Manawatu Standard

All Blacks deliver perfect message

- SHAUN EADE

OPINION: Just when people started to question the unbeatable aura surroundin­g the All Blacks, they sent a powerful message to the rugby world.

Their 57-0 dismissal of the Springboks on Saturday night dulled those suggesting the side has fallen back to the pack.

The All Blacks were deadly. Every offload found a hand, every kick bounced up for them and every set play was timed perfectly.

When the All Blacks play with such confidence and attacking freedom, they are simply impossible to beat.

It would not have mattered who the opponent was on Saturday night, they would have been caught in the stampede - even the British and Irish Lions would have been left in the All Blacks’ dust.

Credit to Beauden Barrett and Damian Mckenzie for impressing after a couple of tough matches, but both men need to do the same in a tighter match to convince they are playing the right positions.

But let’s not kid ourselves into thinking the Springboks put up much of a fight. There have been some poor South African outfits over the years, but this mob was among the worst.

Long gone are the days of Victor Matfield, Schalk Burger and Bismarck du Plessis dominating the breakdown or Bakkies Botha and Pierre Spies causing havoc around the field.

Tendai Mtawarira was the only South African forward who could hold his head high in the soft pack which rolled out in Albany.
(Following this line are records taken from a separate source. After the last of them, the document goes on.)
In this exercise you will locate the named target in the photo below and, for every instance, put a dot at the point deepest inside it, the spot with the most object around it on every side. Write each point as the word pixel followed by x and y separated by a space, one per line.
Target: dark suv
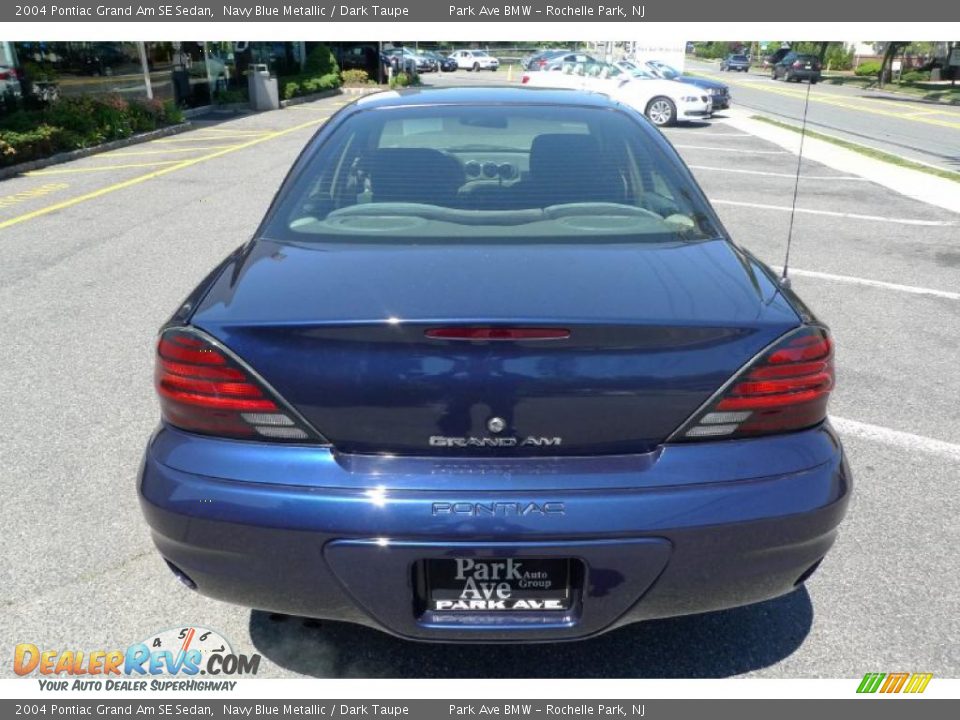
pixel 794 67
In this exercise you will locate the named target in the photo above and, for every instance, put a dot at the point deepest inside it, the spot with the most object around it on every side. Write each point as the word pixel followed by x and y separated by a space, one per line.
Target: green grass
pixel 868 151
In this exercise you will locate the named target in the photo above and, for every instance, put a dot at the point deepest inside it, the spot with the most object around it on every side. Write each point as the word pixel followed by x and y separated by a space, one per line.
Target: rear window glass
pixel 496 173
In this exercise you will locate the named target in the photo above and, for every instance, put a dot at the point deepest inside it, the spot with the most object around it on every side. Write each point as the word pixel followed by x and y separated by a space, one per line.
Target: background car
pixel 558 61
pixel 664 102
pixel 776 56
pixel 475 60
pixel 418 61
pixel 794 67
pixel 719 92
pixel 740 63
pixel 540 59
pixel 572 383
pixel 444 62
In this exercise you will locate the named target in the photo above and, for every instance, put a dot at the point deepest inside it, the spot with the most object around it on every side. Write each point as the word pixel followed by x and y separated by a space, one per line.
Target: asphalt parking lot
pixel 98 252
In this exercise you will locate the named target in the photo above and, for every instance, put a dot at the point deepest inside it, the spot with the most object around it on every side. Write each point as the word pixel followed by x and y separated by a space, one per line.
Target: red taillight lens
pixel 498 333
pixel 203 389
pixel 786 389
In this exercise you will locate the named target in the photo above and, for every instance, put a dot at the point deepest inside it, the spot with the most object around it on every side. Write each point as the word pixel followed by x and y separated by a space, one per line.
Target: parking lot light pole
pixel 147 82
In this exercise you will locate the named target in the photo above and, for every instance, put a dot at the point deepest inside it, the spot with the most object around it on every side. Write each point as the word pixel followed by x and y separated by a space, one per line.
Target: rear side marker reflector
pixel 783 390
pixel 204 389
pixel 281 433
pixel 497 333
pixel 713 418
pixel 267 419
pixel 711 430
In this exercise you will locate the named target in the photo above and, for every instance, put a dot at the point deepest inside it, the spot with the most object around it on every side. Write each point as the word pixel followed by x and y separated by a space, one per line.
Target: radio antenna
pixel 796 185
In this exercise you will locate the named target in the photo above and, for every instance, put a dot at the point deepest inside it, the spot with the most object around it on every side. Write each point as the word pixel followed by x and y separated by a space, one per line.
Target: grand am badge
pixel 471 441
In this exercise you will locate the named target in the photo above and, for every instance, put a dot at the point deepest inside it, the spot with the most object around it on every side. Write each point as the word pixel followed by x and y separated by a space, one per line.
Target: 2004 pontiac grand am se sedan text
pixel 492 370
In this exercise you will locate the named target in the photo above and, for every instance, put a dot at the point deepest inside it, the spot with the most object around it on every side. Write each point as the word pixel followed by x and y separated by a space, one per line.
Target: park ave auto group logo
pixel 185 658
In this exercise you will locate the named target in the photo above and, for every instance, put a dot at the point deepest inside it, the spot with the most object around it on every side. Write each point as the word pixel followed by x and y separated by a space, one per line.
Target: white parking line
pixel 786 175
pixel 874 283
pixel 831 213
pixel 907 441
pixel 712 133
pixel 739 150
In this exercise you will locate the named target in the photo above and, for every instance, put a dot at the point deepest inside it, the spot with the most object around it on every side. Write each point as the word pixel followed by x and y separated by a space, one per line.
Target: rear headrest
pixel 414 175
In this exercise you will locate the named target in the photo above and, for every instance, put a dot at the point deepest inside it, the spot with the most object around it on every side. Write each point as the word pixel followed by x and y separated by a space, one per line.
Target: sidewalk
pixel 911 183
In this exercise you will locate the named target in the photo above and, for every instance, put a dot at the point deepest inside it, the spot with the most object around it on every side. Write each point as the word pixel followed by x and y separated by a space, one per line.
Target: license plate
pixel 500 585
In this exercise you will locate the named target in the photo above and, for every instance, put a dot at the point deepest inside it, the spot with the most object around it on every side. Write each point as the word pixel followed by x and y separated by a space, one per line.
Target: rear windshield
pixel 510 174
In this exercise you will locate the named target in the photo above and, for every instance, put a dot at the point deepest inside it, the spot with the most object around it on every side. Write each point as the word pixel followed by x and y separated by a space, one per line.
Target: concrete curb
pixel 920 186
pixel 70 155
pixel 356 91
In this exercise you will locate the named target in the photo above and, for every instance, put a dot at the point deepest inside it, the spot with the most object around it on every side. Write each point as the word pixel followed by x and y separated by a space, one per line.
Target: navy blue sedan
pixel 491 369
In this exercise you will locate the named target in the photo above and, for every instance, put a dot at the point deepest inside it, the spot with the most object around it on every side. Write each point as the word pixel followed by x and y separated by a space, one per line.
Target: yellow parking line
pixel 232 131
pixel 204 139
pixel 164 152
pixel 154 174
pixel 25 195
pixel 98 168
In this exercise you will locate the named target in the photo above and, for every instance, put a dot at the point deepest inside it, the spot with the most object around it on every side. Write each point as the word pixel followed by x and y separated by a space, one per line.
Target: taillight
pixel 785 389
pixel 203 389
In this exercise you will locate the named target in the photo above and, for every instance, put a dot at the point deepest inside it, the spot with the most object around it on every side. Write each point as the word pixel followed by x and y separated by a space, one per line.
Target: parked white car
pixel 475 60
pixel 664 102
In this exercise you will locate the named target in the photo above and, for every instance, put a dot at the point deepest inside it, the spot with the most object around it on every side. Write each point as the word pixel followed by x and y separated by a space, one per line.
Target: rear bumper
pixel 684 530
pixel 694 111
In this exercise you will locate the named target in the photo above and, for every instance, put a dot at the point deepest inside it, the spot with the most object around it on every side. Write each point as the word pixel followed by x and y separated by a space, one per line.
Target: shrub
pixel 915 76
pixel 320 61
pixel 839 58
pixel 404 80
pixel 291 88
pixel 306 84
pixel 871 67
pixel 355 77
pixel 40 142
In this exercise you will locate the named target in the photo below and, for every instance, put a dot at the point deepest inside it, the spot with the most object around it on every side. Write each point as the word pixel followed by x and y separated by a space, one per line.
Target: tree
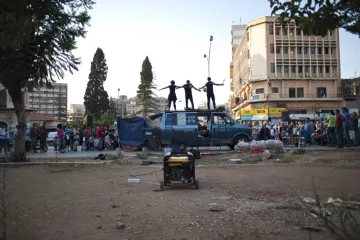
pixel 96 99
pixel 317 17
pixel 36 43
pixel 145 94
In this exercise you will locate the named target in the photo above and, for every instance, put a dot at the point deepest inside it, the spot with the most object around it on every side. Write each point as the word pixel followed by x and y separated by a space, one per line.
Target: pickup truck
pixel 196 128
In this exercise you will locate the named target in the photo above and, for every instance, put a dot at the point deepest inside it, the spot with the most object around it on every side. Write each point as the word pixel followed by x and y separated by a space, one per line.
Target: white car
pixel 50 138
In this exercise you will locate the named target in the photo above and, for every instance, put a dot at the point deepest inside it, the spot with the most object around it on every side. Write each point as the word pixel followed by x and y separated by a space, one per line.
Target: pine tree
pixel 145 94
pixel 96 99
pixel 37 42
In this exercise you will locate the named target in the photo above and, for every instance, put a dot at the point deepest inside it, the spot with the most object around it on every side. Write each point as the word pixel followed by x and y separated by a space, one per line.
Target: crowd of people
pixel 340 129
pixel 99 138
Even Eben Etzebeth looked a shell of the man he was two years ago.

Without front-foot ball, their backs were irrelevant and their inability to match the All Blacks came quickly apparent.
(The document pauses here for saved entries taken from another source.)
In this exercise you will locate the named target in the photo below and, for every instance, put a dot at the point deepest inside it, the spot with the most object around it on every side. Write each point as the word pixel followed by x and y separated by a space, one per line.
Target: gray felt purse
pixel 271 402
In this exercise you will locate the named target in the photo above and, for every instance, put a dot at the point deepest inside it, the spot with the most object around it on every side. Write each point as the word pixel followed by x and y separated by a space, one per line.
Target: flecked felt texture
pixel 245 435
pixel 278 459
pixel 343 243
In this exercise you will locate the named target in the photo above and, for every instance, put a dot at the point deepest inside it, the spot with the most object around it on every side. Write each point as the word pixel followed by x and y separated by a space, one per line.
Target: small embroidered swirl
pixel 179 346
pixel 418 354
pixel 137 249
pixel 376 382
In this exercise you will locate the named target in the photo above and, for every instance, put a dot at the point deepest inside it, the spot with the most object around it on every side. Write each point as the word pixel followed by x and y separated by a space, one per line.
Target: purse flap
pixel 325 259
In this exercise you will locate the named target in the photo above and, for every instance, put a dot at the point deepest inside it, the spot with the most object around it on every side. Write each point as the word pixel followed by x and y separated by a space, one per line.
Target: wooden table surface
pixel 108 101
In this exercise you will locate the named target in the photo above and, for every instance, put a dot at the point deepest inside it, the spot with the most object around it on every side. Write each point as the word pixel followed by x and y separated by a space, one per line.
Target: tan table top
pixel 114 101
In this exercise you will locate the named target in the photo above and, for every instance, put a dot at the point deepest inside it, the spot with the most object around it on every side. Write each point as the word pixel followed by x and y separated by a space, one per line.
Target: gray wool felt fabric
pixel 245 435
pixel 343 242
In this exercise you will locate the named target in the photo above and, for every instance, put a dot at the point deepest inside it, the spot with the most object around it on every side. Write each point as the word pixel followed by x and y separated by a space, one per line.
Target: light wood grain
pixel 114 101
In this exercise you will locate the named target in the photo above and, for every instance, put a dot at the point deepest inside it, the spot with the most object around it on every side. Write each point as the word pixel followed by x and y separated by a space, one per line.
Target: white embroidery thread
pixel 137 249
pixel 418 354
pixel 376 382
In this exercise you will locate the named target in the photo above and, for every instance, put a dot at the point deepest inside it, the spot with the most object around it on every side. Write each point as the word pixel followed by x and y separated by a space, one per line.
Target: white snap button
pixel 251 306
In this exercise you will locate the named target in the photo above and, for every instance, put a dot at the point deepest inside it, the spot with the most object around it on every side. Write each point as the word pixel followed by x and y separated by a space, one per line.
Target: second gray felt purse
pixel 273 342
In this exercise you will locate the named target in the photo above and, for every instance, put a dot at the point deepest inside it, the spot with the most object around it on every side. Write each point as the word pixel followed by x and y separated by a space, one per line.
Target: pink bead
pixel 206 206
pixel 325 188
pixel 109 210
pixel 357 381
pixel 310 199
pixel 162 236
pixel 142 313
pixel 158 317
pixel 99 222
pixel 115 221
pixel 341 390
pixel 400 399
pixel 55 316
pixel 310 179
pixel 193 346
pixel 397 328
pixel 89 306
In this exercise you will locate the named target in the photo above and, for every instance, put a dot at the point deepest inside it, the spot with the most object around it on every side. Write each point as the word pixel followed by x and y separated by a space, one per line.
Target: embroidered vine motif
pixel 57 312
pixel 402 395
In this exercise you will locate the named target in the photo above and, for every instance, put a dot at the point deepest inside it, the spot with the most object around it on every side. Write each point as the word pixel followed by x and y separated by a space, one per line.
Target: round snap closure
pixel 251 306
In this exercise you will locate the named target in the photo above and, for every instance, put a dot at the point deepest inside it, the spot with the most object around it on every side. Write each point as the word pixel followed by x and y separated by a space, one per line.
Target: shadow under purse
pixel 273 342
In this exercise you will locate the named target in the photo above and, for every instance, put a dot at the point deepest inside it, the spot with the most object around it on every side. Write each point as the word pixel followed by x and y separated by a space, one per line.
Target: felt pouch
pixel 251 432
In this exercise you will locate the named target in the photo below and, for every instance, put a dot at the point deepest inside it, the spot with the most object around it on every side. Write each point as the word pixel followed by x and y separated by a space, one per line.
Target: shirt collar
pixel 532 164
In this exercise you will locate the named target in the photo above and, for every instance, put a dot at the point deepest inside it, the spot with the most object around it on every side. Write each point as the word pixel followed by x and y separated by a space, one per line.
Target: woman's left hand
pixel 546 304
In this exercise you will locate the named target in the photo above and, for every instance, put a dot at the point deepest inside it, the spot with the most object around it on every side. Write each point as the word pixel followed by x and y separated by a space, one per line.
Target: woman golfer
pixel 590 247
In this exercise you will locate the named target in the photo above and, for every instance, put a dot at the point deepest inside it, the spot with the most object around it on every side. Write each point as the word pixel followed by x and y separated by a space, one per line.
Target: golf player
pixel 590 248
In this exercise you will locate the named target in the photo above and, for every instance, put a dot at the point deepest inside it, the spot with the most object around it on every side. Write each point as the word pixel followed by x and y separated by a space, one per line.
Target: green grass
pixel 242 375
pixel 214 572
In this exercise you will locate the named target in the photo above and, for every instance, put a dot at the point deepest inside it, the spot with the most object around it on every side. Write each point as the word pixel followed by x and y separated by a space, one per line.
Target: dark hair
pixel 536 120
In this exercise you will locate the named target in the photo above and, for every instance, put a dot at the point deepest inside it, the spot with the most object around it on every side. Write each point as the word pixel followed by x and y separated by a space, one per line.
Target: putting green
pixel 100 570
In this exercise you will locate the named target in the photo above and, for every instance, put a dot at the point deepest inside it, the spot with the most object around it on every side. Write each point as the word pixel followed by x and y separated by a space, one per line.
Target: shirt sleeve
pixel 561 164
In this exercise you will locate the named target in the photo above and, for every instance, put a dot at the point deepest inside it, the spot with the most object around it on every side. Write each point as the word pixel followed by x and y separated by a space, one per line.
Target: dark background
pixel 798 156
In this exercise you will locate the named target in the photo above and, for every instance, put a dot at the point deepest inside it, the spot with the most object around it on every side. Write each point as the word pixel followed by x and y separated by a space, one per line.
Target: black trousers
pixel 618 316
All Blacks-springboks matches always come with heightened tension in my household - largely due to my South African wife Devashnie and her family remaining fiercely loyal to the men in green and gold.
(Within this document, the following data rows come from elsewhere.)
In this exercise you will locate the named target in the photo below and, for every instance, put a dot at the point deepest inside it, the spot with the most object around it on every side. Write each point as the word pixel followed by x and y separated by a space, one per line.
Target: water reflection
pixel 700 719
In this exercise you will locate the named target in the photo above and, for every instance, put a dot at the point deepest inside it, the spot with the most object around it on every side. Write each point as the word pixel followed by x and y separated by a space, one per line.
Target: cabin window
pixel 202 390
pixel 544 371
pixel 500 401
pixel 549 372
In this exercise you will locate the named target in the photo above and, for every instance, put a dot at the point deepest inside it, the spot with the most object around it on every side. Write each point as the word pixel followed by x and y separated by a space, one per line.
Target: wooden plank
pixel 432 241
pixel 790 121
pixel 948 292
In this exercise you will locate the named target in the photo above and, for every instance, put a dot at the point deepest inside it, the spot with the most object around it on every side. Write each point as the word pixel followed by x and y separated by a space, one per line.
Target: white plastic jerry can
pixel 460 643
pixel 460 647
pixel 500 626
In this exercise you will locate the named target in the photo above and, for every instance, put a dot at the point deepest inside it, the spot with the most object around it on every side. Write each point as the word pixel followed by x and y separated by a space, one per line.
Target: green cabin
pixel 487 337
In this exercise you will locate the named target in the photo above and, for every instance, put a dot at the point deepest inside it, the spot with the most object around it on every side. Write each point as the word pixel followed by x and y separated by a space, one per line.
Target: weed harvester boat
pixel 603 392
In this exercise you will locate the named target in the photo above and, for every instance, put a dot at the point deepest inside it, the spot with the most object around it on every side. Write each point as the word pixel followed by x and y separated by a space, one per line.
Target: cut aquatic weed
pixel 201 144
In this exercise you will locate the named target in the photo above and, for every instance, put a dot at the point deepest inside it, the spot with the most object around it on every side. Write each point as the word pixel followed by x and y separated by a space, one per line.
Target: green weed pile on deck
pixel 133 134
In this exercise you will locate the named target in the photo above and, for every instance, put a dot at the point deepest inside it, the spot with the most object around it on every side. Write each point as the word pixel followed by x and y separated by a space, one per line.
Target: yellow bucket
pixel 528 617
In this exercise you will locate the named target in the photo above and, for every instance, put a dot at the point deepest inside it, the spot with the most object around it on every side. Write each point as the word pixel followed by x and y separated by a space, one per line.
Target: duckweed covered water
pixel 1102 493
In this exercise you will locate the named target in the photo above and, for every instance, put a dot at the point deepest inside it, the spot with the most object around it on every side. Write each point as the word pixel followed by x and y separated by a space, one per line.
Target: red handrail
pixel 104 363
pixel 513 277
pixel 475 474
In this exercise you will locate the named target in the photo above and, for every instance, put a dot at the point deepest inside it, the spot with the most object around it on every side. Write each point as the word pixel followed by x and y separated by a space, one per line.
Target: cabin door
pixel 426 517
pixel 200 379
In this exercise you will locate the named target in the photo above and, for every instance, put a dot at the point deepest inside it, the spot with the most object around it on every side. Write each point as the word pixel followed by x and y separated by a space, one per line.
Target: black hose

As Saturday’s match kicked off, there was the sense that South Africa had a shot with the All Blacks showing some vulnerabil­ity in recent weeks.

For 15 minutes the tension built with the Springboks, dominant scrum and all, looking slightly better. That was as long as it lasted before the All Blacks took control and the result became an inevitabil­ity.

Up 31-0 at halftime, the match was as good as over. My wife, like plenty of other South African fans, was ready to switch off the game.

But there was another 40 minutes of torture to come for South African fans - 40 minutes of dreadful and sloppy play from a side missing the pride and intensity we have come to associate to the green and gold jersey.

It is little surprise my brotherin-law Deneshan was snoring midway through the second half - the Springboks were playing like they were half asleep anyway.

The only positive for Springboks fans is that their side can hardly play worst. If they start by fixing their lineout and by putting wing Raymond Rhule through an intensive tackling programme, the match in Cape Town will at least be much closer.